What’s Taking So Long

While Sun’s Web Server has a very nice threading model, once a worker thread is processing a specific request it will continue working on that request even if it takes a while or blocks.

This is rarely an issue. Static content is served very quickly and code which generates dynamic application content needs to be written so it responds prompt ly. If the application code takes a long time to generate response data the site has more problems than one, so the web application developers have a motivation to keep it snappy.

But what if you do have a bad application which occasionally does take a long time? As requests come in and worker thread go off to process them, each long-running request ties up another worker thread. If requests are coming in faster than the application code can process them, eventually the Web Server will have all its worker threads busy on existing connections.

As you can infer from Basant’s blog entry, the server will still continue accepting new connections because the acceptor thread(s) are separate from the worker threads, so it is still accepting new connections. But there won’t be any spare worker threads to take that new connection from the connection queue.

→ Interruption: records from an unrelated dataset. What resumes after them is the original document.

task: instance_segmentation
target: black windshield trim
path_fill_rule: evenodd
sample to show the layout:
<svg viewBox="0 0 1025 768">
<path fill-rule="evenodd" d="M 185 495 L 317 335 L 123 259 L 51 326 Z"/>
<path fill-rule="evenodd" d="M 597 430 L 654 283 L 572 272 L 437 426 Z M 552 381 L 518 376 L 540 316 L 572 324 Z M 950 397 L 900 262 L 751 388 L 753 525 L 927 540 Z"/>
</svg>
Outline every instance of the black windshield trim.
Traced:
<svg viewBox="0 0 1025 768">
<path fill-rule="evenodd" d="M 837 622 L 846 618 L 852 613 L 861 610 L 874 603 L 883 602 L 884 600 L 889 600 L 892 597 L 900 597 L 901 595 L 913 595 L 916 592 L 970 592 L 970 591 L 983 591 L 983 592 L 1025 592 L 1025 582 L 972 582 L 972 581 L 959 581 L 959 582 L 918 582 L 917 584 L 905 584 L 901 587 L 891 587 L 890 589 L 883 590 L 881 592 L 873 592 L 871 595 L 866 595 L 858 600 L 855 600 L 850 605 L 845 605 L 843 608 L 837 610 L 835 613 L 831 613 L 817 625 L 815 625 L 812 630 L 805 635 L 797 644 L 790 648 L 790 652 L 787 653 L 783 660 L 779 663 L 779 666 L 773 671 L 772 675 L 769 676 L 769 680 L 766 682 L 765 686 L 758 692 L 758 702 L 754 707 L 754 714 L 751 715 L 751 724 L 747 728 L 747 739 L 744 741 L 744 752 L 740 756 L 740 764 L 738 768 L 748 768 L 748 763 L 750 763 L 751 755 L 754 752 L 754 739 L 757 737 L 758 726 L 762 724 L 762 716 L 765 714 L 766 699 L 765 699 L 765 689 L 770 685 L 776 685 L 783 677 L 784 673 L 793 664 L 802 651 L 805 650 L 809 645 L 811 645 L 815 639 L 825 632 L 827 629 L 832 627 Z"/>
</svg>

If you’re the client making the request, you’ll experience the server accepting your request but it won’t answer for a (possibly long) while. Specifically, until one of the previous long-running requests finally completes and a worker thread frees up to take on your request (and of course, there may be many other pending requests piled up).

If this is happening with your application one option is to check the perfdump output
and see which requests are taking a while. But, as these things are bound to do, it’ll probably happen sporadically and never when you’re watching.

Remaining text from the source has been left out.